Recognizing the importance of creating a sense of belonging, YOU Belong in STEM was launched by the Department of Education in December 2022 to energize education stakeholders into:
- Ensuring all PreK to higher education students excel in rigorous, relevant, and joyful STEM learning.
- Developing and supporting STEM educators to join, grow, and stay in the STEM field.
- Investing in STEM education strategically and sufficiently using ARP and other federal, state, and local funds.
Prepare Adults to Listen
Sometimes the hardest thing to do is to unlearn something. There are a dozen reasons why adults might have a hard time listening to young people – from authority bias to a fear of losing control to assumed inexperience. These beliefs can interfere with the ability to create meaningful opportunities for youth to offer their perspectives. With thoughtful consideration, adult leaders can find ways for students to offer their ideas and feedback in a substantial manner.
The best thing to do is to start small, especially if this is a new idea or if there is some resistance. Offer opportunities for leaders to reflect on their listening styles and model new behaviors that demonstrate respectful ways of communicating across generations. Once your program has gotten some experience, try expanding the types of conversations. For example, you might invite your local legislator to visit your program site and learn firsthand about your impact from students.
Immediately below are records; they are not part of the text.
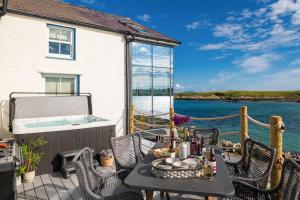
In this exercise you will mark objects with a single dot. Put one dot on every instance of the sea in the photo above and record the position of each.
(259, 110)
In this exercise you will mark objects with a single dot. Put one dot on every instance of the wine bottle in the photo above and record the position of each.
(212, 161)
(188, 143)
(199, 152)
(172, 149)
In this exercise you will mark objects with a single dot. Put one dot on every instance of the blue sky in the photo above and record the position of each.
(226, 44)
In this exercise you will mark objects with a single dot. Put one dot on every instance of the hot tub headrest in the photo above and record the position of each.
(49, 106)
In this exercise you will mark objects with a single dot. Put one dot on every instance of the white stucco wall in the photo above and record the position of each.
(100, 59)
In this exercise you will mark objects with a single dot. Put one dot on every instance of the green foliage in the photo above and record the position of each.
(30, 155)
(21, 170)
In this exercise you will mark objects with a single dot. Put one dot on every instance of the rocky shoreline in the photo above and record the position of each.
(240, 98)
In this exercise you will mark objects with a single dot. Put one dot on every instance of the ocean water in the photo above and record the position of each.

Example: Sophia, a 2023 Flight Crew member, recently gave remarks about the importance of afterschool STEM at the Senate Afterschool Caucus briefing. By sharing her transformational experiences in afterschool and summer programs, Sophia made the direct connection between engaging in STEM activities outside of the classroom and future STEM career interests. Policymakers could see the direct impact of federal dollars like the American Rescue Plan funding on young people and the future economy.
Incorporating youth voices into policies and educational opportunities is the only way to ensure a better future for us all. The power of their perspectives and ideas can keep us at the cutting edge of innovation and create a more inclusive and equitable society. By mobilizing a variety of perspectives, we can address the most pressing issues facing our communities today.